I remember looking down to the Mississippi River to an island my dad told us had been the first state capital. We were pretty impressed. And years later, I still am.
— Dorothy Evenhouse, Waukegan
Make Idaho stop the law
Complaints about bicycles blowing through stop signs, such as we saw in the July 5 letters, miss the point. Four-way stops are substantially less efficient for all traffic than two-way stops and are intended as traffic-calming measures to prevent reckless, high-speed driving on quiet boulevards. Bicycles have shorter stopping distances, unimpeded road vision and lower top speed than cars, making this sort of traffic-calming unnecessary for cyclists.
In fact, coming to a complete stop alongside car traffic introduces a new hazard. The mismatch in acceleration and speed between cars and bikes, and increased time at intersections, creates opportunities for collisions that do not exist for drivers alone.

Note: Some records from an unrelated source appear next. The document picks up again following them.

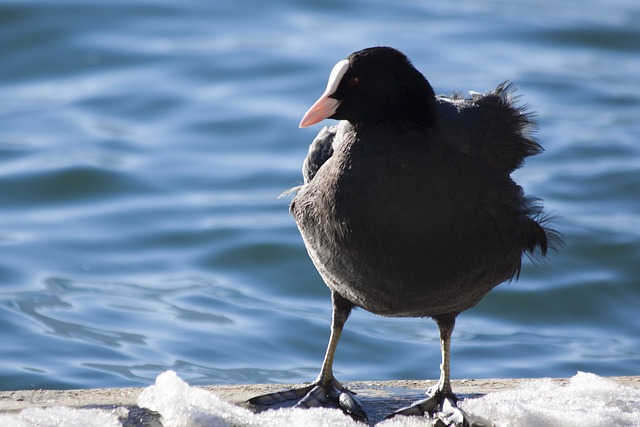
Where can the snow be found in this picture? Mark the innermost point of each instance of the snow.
(586, 400)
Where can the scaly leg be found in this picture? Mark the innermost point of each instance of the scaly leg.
(325, 392)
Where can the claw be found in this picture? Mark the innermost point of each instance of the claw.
(442, 411)
(316, 396)
(280, 396)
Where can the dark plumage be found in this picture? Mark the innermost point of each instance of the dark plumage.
(408, 207)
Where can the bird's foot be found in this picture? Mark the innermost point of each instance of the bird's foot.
(317, 395)
(442, 410)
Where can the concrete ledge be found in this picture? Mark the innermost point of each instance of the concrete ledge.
(377, 397)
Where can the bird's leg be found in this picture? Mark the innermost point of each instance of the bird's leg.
(442, 402)
(326, 391)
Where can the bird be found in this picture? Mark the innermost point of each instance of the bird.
(408, 207)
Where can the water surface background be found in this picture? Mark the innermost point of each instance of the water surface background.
(143, 145)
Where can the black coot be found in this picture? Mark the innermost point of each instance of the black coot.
(408, 207)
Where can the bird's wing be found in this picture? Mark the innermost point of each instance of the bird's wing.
(490, 126)
(320, 150)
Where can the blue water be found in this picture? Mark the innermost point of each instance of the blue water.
(143, 146)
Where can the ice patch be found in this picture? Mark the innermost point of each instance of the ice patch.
(62, 416)
(587, 400)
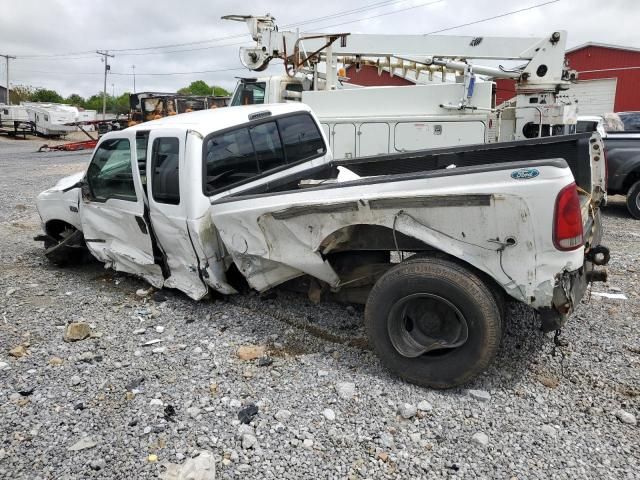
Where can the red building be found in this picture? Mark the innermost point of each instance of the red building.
(613, 70)
(368, 77)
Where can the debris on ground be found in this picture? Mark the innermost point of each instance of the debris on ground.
(250, 352)
(76, 331)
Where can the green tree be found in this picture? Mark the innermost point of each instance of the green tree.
(75, 100)
(21, 93)
(46, 95)
(121, 103)
(199, 87)
(220, 92)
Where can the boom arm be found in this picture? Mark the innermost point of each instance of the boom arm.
(540, 79)
(544, 57)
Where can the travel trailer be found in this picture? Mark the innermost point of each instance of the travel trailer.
(51, 119)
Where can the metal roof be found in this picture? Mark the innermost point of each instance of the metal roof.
(603, 45)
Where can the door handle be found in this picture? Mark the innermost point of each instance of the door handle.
(143, 226)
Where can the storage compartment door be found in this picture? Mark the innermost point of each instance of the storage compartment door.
(373, 139)
(423, 135)
(343, 143)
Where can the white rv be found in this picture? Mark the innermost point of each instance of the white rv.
(10, 114)
(51, 119)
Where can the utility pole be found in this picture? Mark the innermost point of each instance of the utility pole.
(105, 58)
(7, 58)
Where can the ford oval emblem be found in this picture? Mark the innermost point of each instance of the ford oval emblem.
(525, 173)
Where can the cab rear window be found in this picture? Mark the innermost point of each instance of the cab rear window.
(244, 153)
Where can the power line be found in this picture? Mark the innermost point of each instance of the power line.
(84, 54)
(385, 14)
(494, 17)
(137, 74)
(372, 6)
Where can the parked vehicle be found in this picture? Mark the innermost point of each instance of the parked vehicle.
(51, 119)
(433, 242)
(14, 119)
(145, 106)
(631, 121)
(622, 152)
(362, 121)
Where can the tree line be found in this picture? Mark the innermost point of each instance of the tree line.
(115, 104)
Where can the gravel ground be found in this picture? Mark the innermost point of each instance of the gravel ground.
(109, 407)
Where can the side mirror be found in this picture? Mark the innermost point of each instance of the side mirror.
(79, 184)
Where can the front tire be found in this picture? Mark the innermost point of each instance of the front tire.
(437, 305)
(633, 200)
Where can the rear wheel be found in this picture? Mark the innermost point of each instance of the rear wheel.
(433, 322)
(65, 247)
(633, 200)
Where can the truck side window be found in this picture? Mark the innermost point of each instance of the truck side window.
(165, 167)
(109, 174)
(301, 138)
(142, 139)
(266, 142)
(229, 158)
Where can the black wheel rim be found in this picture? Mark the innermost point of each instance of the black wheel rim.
(423, 322)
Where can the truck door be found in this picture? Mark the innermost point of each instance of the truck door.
(167, 190)
(112, 210)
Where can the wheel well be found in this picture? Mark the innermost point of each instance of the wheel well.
(368, 241)
(54, 228)
(368, 237)
(631, 178)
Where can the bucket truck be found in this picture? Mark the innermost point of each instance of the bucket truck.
(379, 120)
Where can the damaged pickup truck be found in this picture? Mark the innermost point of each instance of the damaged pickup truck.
(433, 242)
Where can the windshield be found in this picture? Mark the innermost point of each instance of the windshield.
(248, 94)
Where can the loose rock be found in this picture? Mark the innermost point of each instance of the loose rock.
(55, 361)
(250, 352)
(282, 415)
(480, 395)
(406, 410)
(345, 390)
(248, 441)
(83, 444)
(76, 331)
(202, 466)
(329, 414)
(19, 351)
(625, 417)
(480, 439)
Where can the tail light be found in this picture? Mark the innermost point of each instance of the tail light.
(567, 220)
(606, 170)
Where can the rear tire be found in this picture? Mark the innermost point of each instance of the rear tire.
(447, 286)
(633, 200)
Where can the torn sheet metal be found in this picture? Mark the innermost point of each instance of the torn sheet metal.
(104, 229)
(469, 227)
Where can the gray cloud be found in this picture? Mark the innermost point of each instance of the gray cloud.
(33, 27)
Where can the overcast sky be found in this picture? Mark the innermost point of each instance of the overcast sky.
(55, 40)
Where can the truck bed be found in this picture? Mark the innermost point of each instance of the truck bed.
(574, 149)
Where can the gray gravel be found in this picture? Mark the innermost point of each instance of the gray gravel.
(110, 407)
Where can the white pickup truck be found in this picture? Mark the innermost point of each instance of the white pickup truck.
(433, 242)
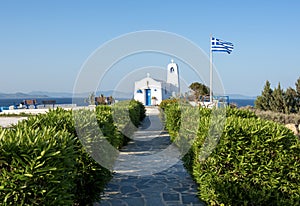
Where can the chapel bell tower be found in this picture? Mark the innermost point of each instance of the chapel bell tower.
(173, 75)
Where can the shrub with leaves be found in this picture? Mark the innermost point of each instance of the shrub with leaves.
(256, 162)
(43, 162)
(36, 166)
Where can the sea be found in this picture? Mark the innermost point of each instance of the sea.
(82, 102)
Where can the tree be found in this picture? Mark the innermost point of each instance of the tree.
(298, 95)
(91, 99)
(199, 89)
(277, 103)
(263, 102)
(290, 103)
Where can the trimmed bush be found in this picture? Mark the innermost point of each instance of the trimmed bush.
(36, 166)
(255, 163)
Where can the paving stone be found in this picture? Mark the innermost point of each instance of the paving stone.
(128, 189)
(170, 197)
(171, 186)
(134, 201)
(188, 199)
(155, 201)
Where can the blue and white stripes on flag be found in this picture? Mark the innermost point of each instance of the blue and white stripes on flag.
(218, 45)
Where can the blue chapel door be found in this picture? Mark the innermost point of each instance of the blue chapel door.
(148, 97)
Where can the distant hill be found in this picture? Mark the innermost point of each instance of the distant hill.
(20, 95)
(43, 94)
(240, 96)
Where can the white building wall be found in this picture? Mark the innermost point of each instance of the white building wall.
(148, 83)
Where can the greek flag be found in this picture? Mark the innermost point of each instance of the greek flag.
(218, 45)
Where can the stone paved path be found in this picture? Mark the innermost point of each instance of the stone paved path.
(149, 172)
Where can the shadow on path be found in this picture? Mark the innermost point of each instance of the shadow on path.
(149, 172)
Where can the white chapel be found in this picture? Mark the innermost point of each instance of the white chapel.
(151, 91)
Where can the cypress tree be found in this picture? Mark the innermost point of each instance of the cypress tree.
(277, 103)
(290, 103)
(298, 95)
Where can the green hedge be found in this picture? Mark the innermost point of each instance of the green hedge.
(36, 166)
(43, 162)
(256, 162)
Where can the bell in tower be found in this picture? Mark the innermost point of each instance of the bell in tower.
(173, 76)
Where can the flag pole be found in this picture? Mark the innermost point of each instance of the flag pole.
(211, 72)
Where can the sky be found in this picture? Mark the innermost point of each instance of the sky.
(44, 44)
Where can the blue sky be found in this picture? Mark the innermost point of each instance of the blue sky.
(43, 44)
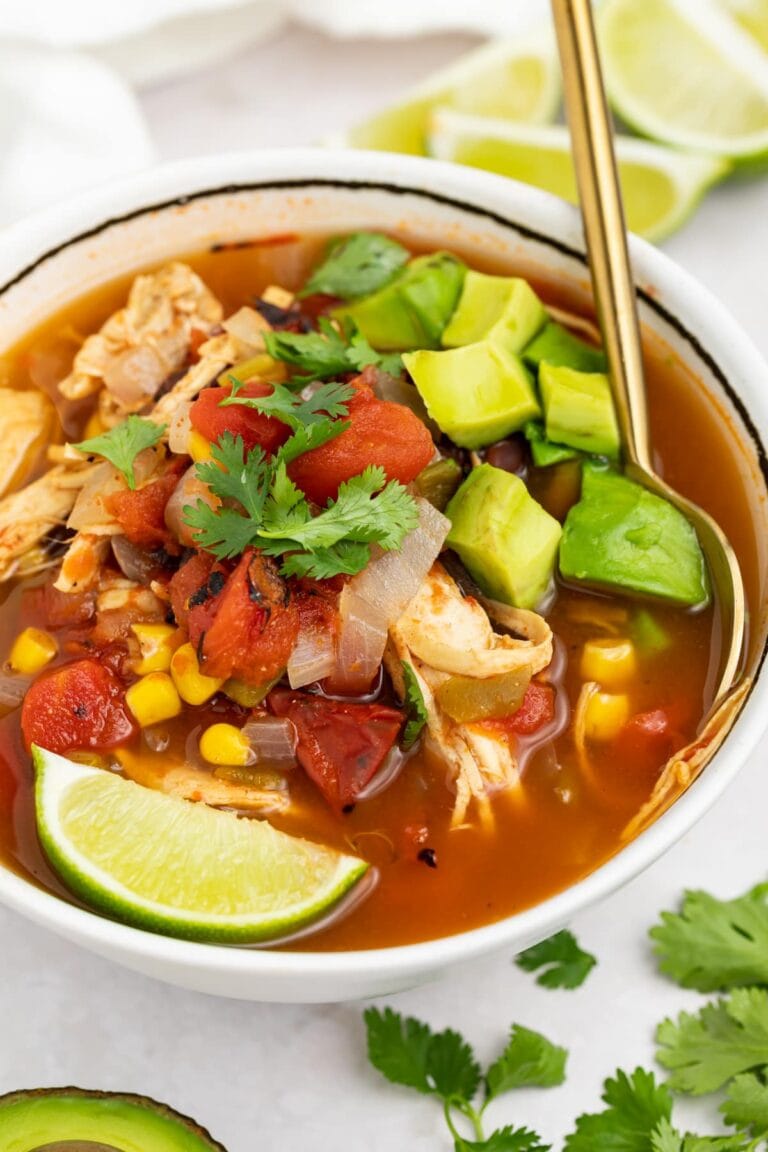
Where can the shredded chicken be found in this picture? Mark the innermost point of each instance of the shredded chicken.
(443, 634)
(25, 424)
(30, 514)
(142, 343)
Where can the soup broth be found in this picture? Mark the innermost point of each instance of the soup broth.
(434, 877)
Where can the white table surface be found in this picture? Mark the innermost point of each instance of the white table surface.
(295, 1078)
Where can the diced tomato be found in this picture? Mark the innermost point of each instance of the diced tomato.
(141, 513)
(212, 421)
(646, 742)
(341, 744)
(78, 705)
(253, 627)
(379, 432)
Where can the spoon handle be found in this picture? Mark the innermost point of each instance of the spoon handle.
(603, 220)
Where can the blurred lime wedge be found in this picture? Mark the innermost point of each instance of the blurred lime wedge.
(689, 74)
(661, 187)
(516, 81)
(179, 868)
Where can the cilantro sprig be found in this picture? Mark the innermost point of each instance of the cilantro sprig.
(327, 353)
(357, 265)
(563, 963)
(261, 507)
(122, 444)
(443, 1065)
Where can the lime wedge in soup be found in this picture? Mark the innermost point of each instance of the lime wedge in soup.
(127, 851)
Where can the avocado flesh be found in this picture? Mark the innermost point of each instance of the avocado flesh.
(557, 346)
(623, 538)
(413, 309)
(578, 410)
(477, 394)
(544, 452)
(127, 1123)
(489, 307)
(506, 540)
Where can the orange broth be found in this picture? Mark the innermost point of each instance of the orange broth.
(568, 818)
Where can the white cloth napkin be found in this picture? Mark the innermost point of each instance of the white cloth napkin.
(69, 72)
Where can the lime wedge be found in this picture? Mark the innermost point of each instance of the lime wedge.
(179, 868)
(687, 73)
(516, 81)
(661, 187)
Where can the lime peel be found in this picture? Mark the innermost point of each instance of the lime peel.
(661, 187)
(177, 868)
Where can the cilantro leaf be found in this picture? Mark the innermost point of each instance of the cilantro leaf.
(357, 265)
(122, 444)
(724, 1038)
(530, 1060)
(636, 1107)
(504, 1139)
(327, 353)
(666, 1138)
(564, 963)
(415, 707)
(715, 944)
(408, 1052)
(746, 1104)
(296, 410)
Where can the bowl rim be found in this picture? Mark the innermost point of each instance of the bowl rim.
(548, 220)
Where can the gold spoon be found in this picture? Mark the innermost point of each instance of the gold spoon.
(614, 292)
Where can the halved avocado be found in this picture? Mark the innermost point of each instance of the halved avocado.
(75, 1120)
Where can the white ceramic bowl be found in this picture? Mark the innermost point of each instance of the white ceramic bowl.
(48, 259)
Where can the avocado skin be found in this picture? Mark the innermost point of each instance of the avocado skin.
(129, 1123)
(623, 538)
(506, 540)
(578, 410)
(503, 308)
(555, 345)
(412, 310)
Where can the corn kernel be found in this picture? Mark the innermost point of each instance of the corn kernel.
(606, 715)
(158, 644)
(192, 686)
(31, 651)
(198, 447)
(153, 699)
(223, 743)
(610, 662)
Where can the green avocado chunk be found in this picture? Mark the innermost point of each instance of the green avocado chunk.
(557, 346)
(544, 452)
(506, 540)
(477, 394)
(413, 309)
(503, 307)
(623, 538)
(578, 410)
(69, 1119)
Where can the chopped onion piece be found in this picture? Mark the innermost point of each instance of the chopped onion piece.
(135, 376)
(313, 657)
(248, 326)
(13, 689)
(272, 740)
(390, 582)
(180, 427)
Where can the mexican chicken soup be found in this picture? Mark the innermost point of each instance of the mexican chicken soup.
(327, 615)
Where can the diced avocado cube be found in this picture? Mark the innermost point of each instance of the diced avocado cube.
(544, 452)
(413, 309)
(622, 537)
(557, 346)
(477, 394)
(503, 307)
(578, 410)
(506, 540)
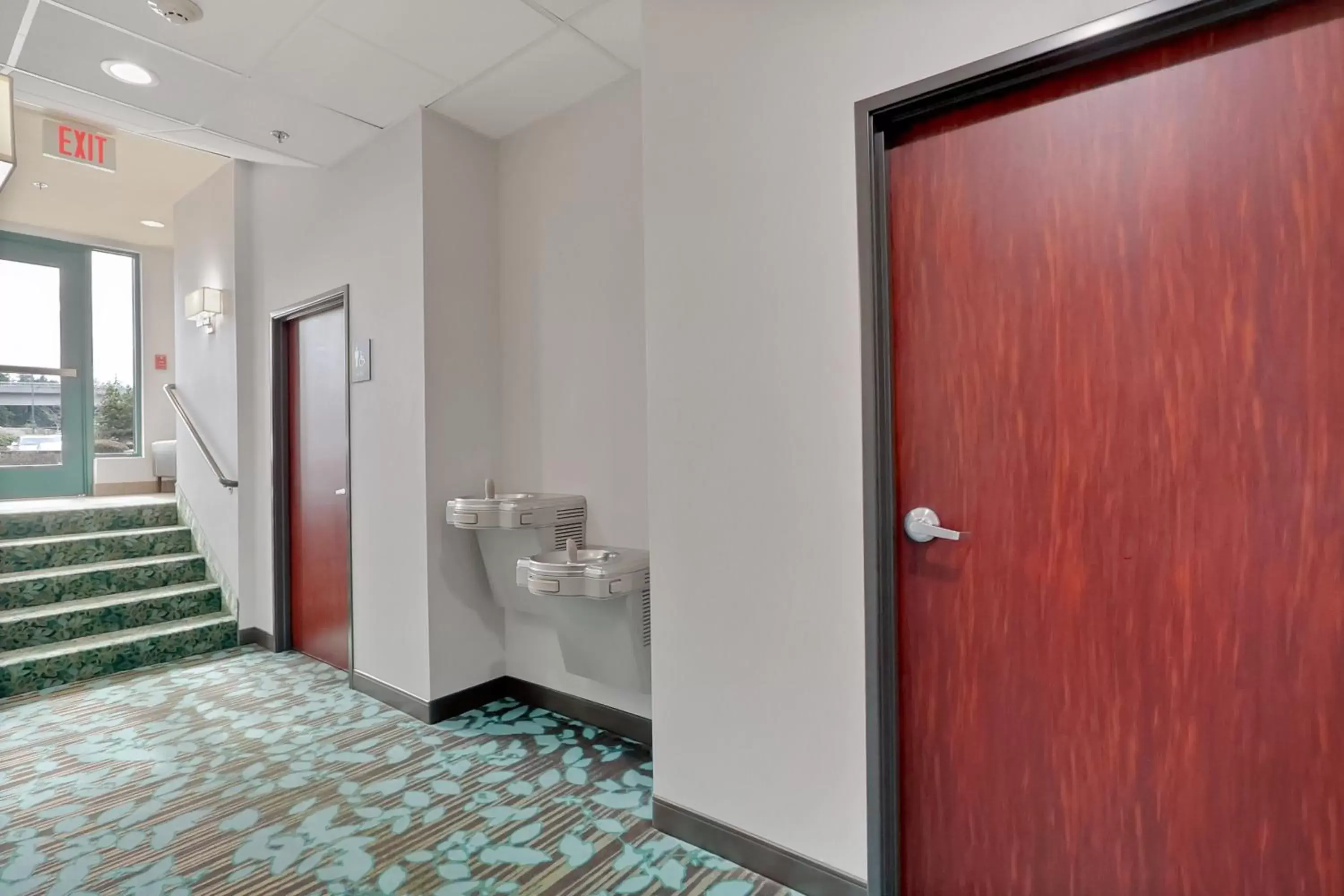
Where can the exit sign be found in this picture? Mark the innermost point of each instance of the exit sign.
(80, 144)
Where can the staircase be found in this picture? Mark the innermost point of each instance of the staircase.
(95, 586)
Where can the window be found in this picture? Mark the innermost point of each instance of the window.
(116, 354)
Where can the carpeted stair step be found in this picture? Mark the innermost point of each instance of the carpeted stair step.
(53, 519)
(50, 551)
(38, 587)
(101, 655)
(56, 622)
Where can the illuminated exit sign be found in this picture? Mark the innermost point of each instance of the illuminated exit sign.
(78, 144)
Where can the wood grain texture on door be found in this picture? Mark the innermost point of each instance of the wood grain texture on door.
(318, 507)
(1119, 363)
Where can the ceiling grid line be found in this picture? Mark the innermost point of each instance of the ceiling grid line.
(22, 35)
(73, 11)
(311, 65)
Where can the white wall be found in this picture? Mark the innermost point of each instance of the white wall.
(461, 396)
(205, 254)
(156, 336)
(754, 420)
(572, 311)
(310, 232)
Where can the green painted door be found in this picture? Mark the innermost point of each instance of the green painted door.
(46, 371)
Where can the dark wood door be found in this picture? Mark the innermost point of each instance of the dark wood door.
(1119, 342)
(319, 521)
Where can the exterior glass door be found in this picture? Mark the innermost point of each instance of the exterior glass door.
(46, 402)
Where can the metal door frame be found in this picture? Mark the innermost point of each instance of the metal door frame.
(283, 624)
(878, 124)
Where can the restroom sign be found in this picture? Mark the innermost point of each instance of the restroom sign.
(78, 144)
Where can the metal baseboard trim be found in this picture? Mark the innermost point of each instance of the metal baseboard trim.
(468, 699)
(619, 722)
(599, 715)
(258, 637)
(792, 870)
(439, 708)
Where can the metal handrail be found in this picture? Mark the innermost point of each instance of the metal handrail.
(171, 392)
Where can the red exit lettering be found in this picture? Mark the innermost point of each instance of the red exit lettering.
(84, 146)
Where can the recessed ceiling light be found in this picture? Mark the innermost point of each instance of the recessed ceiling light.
(129, 73)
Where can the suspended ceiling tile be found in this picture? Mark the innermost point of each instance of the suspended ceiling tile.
(316, 134)
(617, 27)
(11, 17)
(558, 70)
(69, 49)
(457, 39)
(236, 34)
(96, 111)
(565, 9)
(222, 146)
(335, 69)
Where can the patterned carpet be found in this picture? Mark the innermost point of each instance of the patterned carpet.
(254, 773)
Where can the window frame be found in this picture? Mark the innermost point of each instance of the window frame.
(138, 355)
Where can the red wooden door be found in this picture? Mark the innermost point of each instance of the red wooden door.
(318, 511)
(1119, 342)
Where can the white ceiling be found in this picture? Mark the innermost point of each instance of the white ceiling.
(328, 73)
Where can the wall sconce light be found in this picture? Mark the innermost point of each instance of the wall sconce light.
(6, 129)
(205, 306)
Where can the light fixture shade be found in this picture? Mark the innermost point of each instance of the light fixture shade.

I want to challenge the reader: Go to your nearest four-way stop on a quiet street and count how many drivers come to a complete stop. I can guarantee it is fewer than 1 in 5; these vehicles can do a great deal more damage than a 30-pound bicycle.
There is a solution that has been successfully implemented in cities around the world: the Idaho stop. This allows cyclists to treat stop signs as yield signs and no longer arbitrarily subjects them to traffic control measures designed for other types of vehicles.
This has proved to improve safety and efficiency where it has been adopted.
Let’s bring the Idaho stop to Illinois and put this talking point to bed.
— Derek Eller, Chicago
License plates for bicycles
I have read the opinions in letters on bicycle lanes that appear to be slanted favorably toward the wishes of all the bicycle owners and not to the impact that the lanes have on motorists and pedestrians. I agree that bicycle lanes are needed for safety reasons.
My question is: Why do the rest of us have to pay for this infrastructure of bicycle lanes? Why is this not being funded at least partially by owners of bicycles who use these lanes, through the purchase of bicycle license plates? And why are these bicycle lanes being put on busy streets where there is already congestion? Lastly, I would like to see the owners of bicycles be required to pass a rules-of-the-road test before a license is granted.
It has been my experience that bicycle owners do not obey the rules of the road that are required of motorists. I have seen cyclists go through stop signs and traffic lights, weave in and out of traffic, and ride on sidewalks, impeding the rights of pedestrians. Cyclists should be ticketed and fined for these violations, just like motorists. The only way that cyclists can be held accountable is through having license plates on their bicycles.